Bilinguisme officiel : Jim Watson n’est pas le seul responsable

Le maire Jim Watson, entouré de certains conseillers municipaux, lors d'une célébration en l'honneure des Franco-Ontariens. Archives ONFR+

[ANALYSE]

OTTAWA – Depuis son élection en 2010, le maire Jim Watson ne cesse de le répéter : la désignation bilingue de la Ville d’Ottawa, c’est non. « Le maire n’est qu’un vote », avait déclaré en septembre, le conseiller municipal Mathieu Fleury, devant les membres du groupe #OttawaBilingue.

SÉBASTIEN PIERROZ
spierroz@tfo.org | @sebpierroz

Une petite phrase synonyme d’espoir pour les militants francophones désireux de faire enfin d’Ottawa une ville officiellement bilingue. Ce même jour de septembre, un vent d’espoir soufflait : un sondage commandé par le groupe indiquait que 72 % des résidents ottaviens appuyaient le projet.

Mieux encore : on apprenait que la plupart des élus rencontrés par ces militants – un chiffre de douze était même avancé – soutenaient l’approche d’une désignation si celle-ci n’engendrait pas de coûts additionnels ni de pertes d’emploi.

Deux mois plus tard, l’enquête menée par #ONfr montre un résultat plus sombre. À la question envoyée aux conseillers « Appuieriez-vous le bilinguisme officiel de la Ville d’Ottawa si la démarche n’impose pas de coûts additionnels et ne cause pas de pertes d’emploi? », seuls cinq (Mathieu Fleury, Tobi Nussbaum, Jeff Leiper, Catherine McKenney et David Chernushenko) répondent favorablement. Les autres? C’est « non », ou bien une officialisation du statu quo. En d’autres mots, la politique de bilinguisme fonctionne bien ainsi.

Un constat s’impose : l’écart est net entre les réponses obtenues dans les coulisses et celles données aux journalistes. Beaucoup d’élus ne sont pas à l’aise d’afficher leur soutien au bilinguisme officiel sur la place publique.

Les regards se tournent naturellement vers les conseillers des quartiers « francophones » de l’est d’Ottawa, Bob Monette, Stephen Blais, Tim Tierney, ou encore du côté de l’élu francophone d’Alta Vista, Jean Cloutier. Chacun à leur manière repousse sa décision au moment où une motion pour le bilinguisme officiel sera déposée à la table municipale.

Le hic, c’est que l’appui public de ces élus est primordial pour que cette même motion soit déposée. Mathieu Fleury, devenu le (seul?) porte-drapeau de la désignation bilingue autour de cette même table, a fixé à 17 ces soutiens.
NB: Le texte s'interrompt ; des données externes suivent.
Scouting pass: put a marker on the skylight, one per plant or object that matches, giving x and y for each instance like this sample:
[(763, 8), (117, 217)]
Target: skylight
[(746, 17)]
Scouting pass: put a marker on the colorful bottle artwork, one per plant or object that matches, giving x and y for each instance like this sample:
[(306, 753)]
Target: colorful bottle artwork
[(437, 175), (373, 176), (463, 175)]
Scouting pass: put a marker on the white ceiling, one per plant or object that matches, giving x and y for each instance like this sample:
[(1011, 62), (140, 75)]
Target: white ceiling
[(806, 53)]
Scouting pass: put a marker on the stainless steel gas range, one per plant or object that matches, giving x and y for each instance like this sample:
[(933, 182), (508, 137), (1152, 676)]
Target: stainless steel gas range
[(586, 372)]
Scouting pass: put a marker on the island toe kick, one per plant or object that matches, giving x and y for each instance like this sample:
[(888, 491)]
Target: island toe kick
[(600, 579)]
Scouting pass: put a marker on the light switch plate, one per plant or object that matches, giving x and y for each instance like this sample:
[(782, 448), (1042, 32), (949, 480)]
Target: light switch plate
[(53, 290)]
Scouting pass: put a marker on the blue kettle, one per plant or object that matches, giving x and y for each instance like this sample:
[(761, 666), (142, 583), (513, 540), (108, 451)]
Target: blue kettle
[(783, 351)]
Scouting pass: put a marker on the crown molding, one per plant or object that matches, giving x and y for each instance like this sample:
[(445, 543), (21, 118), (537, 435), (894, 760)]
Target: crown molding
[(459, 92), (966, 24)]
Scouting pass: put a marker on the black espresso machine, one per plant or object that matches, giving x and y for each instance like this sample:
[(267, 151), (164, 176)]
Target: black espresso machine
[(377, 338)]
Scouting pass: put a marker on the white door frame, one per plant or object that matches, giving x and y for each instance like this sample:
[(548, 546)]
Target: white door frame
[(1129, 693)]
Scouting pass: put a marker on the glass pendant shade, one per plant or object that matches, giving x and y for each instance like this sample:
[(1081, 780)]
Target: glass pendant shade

Le représentant de Rideau-Vanier sait que cette motion a besoin d’une forte légitimité d’entrée, afin de ne pas diviser le conseil, et rouvrir la boite de Pandore d’une guerre linguistique.

À force de trouver des échappatoires pour ne pas se prononcer, certains conseillers font in fine beaucoup plus de mal à la communauté francophone que d’autres tout simplement opposés au projet. Marianne Wilkinson, la doyenne du conseil municipal, n’a pas peur de dire « non » et d’argumenter sa réponse. Ses raisons? Le français est une langue parmi d’autres dans son comté. C’est contestable, mais c’est son droit de l’affirmer. Les militants savent au moins à quoi s’en tenir.

Manque de courage politique? Peur du ressac de certains résidents? Crainte de la réaction de Jim Watson? Les raisons sont diverses pour expliquer la dérobade de certains conseillers.

Le fameux backlash d’une frange conservatrice de la communauté anglophone est pourtant une réalité. Combien sont-ils? Difficile à évaluer. Mais cet échantillon de population est bruyant. Leurs commentaires visibles çà et là à la suite d’articles de journaux anglophones parviennent sans doute plus souvent aux élus qu’un appui de francophones ou francophiles d’Ottawa non-militants. Où sont ces « francophones moyens »?

En 1997, des milliers de francophones avaient défilé contre la fermeture de l’Hôpital Montfort. Faudra-t-il en arriver là pour obtenir la désignation bilingue de la capitale du Canada. Jim Watson, avec ses qualités et défauts, n’est aujourd’hui pas le seul responsable de la lenteur du dossier. Plus que jamais, les francophones ont leur destin en main.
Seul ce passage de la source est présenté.